For investment committee presentation, claims should be grouped by confidence tier: High Confidence (score 70+), Moderate Confidence (50–69), and Low Confidence / Hypothesis (below 50). This allows the committee to focus their challenge questions on the claims that most need it.

Limitations and Adjustments

The 5-factor model assumes that claims are discrete and extractable from conversational context. This is not always the case. Expert interviews are rich in embedded context, conversational implication, and non-linear narrative — none of which can be cleanly scored at the claim level. The model is designed for explicit claims, not for the texture of an expert's worldview.
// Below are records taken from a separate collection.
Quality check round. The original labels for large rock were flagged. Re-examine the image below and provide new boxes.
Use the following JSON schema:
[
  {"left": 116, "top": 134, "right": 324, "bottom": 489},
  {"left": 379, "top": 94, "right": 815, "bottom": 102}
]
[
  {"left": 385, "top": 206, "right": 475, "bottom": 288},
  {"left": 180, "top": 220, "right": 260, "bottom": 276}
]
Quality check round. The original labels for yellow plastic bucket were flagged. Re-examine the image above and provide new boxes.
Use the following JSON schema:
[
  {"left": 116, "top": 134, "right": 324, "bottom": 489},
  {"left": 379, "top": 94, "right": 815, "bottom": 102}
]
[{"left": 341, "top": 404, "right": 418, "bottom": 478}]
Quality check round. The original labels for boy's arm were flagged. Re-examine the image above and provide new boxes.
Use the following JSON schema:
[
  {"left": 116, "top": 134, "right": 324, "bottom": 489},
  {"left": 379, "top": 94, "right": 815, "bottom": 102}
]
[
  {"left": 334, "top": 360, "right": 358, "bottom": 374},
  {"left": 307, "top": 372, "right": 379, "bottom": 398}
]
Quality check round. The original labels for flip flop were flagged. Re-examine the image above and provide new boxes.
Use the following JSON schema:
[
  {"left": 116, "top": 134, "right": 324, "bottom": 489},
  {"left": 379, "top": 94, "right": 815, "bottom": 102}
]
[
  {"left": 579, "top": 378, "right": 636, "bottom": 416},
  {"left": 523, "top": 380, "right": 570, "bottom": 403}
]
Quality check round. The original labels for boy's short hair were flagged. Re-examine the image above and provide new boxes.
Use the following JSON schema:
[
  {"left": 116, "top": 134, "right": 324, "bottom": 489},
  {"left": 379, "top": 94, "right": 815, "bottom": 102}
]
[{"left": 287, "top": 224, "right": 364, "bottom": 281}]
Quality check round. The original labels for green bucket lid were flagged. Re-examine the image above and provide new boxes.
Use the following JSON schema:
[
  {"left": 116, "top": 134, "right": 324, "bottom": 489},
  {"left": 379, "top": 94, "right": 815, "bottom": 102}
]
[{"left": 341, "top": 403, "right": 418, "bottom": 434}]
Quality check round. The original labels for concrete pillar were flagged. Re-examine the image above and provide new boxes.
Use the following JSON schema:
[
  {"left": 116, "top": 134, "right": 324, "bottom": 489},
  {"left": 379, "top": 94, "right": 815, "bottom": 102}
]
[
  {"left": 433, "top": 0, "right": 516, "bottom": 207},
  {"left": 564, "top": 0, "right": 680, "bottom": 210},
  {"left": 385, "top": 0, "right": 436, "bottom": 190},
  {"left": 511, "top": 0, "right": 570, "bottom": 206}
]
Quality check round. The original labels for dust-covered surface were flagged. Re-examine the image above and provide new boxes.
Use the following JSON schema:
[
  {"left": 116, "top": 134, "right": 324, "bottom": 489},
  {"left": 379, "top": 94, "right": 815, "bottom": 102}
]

Factor weights are calibrated for general investment research contexts. Specific use cases may require significant adjustment. In compliance-sensitive research programs, corroboration weight should likely increase to 30–35% to reflect the evidentiary standard required. In early-stage sector mapping, claim specificity may be less critical than source proximity, warranting a weight rebalance.

The Expert Track Record factor is the most difficult to implement without dedicated infrastructure. Research teams that do not maintain structured records of prior expert claims and verified outcomes will effectively score every expert at 3 on this factor — which neutralizes it. Building and maintaining an expert accuracy log is a prerequisite for getting value from Factor 5.

ConsensusEXP-02889/100
Former Head of Due Diligence, Credit Fund

No scoring model eliminates judgment. What the model does is force you to make your judgment explicit and auditable. That alone is worth it.

The model is also not designed to score the absence of a claim. If an expert who should have direct knowledge of a phenomenon declines to comment, or conspicuously avoids a topic, that is analytically significant — but it cannot be scored within this framework. Analysts should note such patterns separately in their call summaries.

Conclusion

Confidence scoring is not a replacement for expert judgment — it is the infrastructure that makes expert judgment defensible. The 5-factor model does not tell analysts what to believe; it tells them how systematically they arrived at what they believe, and gives investment committees a basis for calibrated challenge rather than wholesale acceptance or rejection.

The model is a starting point, not a finished product. Research teams should treat the first 3–6 months of implementation as a calibration period: apply the framework consistently, track where analyst scores diverge, identify which factor definitions are ambiguous in practice, and adjust accordingly. The weights and definitions provided here are empirically grounded but not universally optimal.

The operational goal is consistency: two analysts scoring the same claim independently should arrive within 10 points of each other after a calibration period. When that threshold is achieved, the research program has built a shared epistemic standard — and the resulting intelligence becomes genuinely comparable across programs, sectors, and time.

Primary research is expensive, time-intensive, and operationally demanding. The value of that investment is only fully captured when the outputs are structured, auditable, and defensible. Confidence scoring is the mechanism that closes that gap.